Само поместье Гростенсхольм звало Людей Льда. Там на чердаке кое-что было припрятано — нечто такое, что для них сейчас являлось жизненно важным. Ибо они могли бы освободиться от проклятия.
Кроме того здесь в уезде судья не оставил бы их в покое. Он преследовал бы их, охотился бы на них, не сдался бы до тех пор, пока они бы не уехали или он не обезвредил бы их иным менее приятным образом.
Хейке обязан был одержать над ним победу.
Но не таким образом!
На мгновение он забыл о присутствии Повешенного. Но тут снова услышал его равнодушный голос.
— Ну, господин из сомневающегося рода Людей Льда. Ты ничего не сказал о нашей работе. Хорошо ли мы ее выполнили?
— Слишком хорошо, слишком эффективно, — промолвил Хейке. — Только не таким способом я хотел изгнать судью из Гростенсхольма.
— Он был силен. Мы сначала пытались просто запугать его. Но он не хотел признать, что мы существуем. Поэтому мы и поступили так. Да и как уже сказано, мы хотели заполучить весеннюю жертву.
— Вы так же поступили бы и с Вингой? — в отчаянии воскликнул Хейке. — Если бы заполучили ее в тот раз?
— С девственницей? — улыбнулся презрительно Повешенный. — Нет.
Хейке почувствовал необыкновенное отвращение.

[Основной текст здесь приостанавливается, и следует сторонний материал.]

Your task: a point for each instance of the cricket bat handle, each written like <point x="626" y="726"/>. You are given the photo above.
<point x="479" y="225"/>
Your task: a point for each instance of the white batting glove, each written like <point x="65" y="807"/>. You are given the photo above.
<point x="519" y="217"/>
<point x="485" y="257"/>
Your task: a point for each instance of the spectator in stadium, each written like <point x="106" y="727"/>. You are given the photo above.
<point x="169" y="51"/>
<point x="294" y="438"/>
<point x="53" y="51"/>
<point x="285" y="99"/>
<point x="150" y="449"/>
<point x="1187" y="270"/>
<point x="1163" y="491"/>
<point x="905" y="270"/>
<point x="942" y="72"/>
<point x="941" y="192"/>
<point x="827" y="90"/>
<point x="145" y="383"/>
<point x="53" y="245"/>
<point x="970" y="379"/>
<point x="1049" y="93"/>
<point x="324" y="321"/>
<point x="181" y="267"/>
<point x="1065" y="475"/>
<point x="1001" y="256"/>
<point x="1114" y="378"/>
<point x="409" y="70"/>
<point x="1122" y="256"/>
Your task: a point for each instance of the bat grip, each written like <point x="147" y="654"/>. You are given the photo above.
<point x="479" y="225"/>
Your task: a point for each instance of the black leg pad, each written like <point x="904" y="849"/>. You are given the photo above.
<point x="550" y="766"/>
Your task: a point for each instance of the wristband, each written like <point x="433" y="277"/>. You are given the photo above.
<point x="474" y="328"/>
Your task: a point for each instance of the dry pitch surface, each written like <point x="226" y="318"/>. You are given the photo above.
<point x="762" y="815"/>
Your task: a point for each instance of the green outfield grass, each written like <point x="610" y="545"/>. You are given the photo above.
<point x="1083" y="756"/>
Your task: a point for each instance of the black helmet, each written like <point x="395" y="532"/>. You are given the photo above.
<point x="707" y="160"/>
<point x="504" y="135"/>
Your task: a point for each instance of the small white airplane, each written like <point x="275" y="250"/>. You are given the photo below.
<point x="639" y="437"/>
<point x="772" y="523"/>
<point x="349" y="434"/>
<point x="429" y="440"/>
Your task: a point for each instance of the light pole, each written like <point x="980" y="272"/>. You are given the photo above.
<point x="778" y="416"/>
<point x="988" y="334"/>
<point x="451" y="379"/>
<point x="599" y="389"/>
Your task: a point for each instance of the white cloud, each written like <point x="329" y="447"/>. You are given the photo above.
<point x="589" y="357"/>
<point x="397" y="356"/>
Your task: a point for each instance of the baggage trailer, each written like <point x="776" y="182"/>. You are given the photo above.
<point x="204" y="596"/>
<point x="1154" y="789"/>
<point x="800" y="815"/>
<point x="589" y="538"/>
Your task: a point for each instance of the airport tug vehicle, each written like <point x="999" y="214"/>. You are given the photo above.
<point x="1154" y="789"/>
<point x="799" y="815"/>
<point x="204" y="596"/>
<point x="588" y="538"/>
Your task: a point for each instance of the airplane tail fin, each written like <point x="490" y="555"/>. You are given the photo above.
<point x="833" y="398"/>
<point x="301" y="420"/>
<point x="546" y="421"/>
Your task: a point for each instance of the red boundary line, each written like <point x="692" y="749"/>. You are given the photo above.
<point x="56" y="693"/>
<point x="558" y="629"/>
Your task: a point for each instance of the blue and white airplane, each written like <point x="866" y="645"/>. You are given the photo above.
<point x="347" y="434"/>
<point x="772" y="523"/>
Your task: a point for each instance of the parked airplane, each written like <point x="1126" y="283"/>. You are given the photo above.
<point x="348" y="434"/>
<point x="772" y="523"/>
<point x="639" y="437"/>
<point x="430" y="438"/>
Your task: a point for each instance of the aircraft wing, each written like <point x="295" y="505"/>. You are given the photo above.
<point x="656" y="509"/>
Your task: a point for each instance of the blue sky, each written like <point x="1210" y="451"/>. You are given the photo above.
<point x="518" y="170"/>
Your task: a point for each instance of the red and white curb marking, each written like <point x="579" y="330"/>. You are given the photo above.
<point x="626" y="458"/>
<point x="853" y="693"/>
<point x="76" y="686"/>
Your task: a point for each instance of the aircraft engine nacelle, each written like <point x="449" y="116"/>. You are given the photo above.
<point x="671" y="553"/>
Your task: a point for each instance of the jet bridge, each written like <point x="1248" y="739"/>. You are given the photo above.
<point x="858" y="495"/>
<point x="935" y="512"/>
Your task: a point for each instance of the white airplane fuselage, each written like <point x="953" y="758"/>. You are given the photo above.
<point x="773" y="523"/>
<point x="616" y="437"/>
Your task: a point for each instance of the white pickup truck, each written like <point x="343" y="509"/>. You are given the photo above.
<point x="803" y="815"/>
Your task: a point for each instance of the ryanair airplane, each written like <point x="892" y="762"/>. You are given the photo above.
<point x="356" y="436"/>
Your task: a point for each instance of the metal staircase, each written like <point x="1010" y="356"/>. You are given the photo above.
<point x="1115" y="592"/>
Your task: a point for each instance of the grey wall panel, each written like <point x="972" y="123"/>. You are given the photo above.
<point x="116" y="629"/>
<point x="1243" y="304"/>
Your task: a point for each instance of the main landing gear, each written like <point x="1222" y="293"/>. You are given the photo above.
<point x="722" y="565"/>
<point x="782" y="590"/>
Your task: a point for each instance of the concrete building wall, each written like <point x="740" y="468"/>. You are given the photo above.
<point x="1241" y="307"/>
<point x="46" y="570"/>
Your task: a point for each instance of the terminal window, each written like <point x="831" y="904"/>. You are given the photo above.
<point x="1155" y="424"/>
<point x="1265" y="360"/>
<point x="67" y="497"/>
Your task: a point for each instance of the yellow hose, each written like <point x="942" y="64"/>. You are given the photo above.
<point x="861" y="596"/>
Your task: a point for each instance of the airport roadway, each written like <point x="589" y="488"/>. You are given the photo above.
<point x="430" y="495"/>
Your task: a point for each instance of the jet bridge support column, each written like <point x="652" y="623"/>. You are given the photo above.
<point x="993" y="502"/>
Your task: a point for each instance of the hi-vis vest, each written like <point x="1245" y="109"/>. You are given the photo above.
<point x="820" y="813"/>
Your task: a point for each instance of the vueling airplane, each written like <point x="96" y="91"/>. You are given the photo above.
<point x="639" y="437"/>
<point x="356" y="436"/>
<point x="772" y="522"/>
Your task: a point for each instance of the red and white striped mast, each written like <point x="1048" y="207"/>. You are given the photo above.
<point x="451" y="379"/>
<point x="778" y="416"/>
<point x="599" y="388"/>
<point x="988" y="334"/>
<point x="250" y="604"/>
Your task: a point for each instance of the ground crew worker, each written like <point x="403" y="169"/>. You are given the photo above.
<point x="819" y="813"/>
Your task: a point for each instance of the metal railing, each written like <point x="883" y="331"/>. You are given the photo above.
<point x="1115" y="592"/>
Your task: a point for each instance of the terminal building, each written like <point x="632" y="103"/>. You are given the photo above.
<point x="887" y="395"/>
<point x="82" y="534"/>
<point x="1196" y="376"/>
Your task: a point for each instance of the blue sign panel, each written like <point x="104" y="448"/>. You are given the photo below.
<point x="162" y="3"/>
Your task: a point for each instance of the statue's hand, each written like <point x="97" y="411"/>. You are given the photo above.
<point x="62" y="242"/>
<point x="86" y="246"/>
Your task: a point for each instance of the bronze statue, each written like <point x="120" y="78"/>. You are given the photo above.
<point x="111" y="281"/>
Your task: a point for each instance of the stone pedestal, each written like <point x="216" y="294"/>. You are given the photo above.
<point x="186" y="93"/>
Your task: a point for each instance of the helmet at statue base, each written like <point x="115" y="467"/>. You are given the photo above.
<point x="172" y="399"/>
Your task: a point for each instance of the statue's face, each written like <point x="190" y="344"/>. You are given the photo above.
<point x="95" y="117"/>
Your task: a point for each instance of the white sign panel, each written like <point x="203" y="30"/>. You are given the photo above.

Они начали спускаться с горы. Хейке больше не хотел говорить о Снивеле.
— Во всяком случае вас следует поблагодарить за заботу о домашних животных, — сказал он угрюмо.
— Это мы делали с удовольствием. Тебе не нужно нанимать людей для работы в дворовых постройках.
— Да, это превосходно!
— Хорошо, найми старого глупого мужика, который забывает все, что он сделал или не сделал! Я знаю одного такого в уезде. Мы с огромным удовольствием будем служить тебе и твоей прекрасной маленькой женщине.
— Кстати, — воскликнул Хейке, — она уже не девственница, чтобы вы знали! На случай, если у вас возникнут идеи об осеннем жертвоприношении, или о чем-либо ином.
Повешенный улыбнулся. Ужасный остаток веревки все еще болтался на его шее.
— Она сейчас вне пределов нашей досягаемости. Впрочем мы думаем о ней тепло.
— Спасибо! А обо мне?
— Ты, мой господин и мастер, человек благожелательный, но слабый.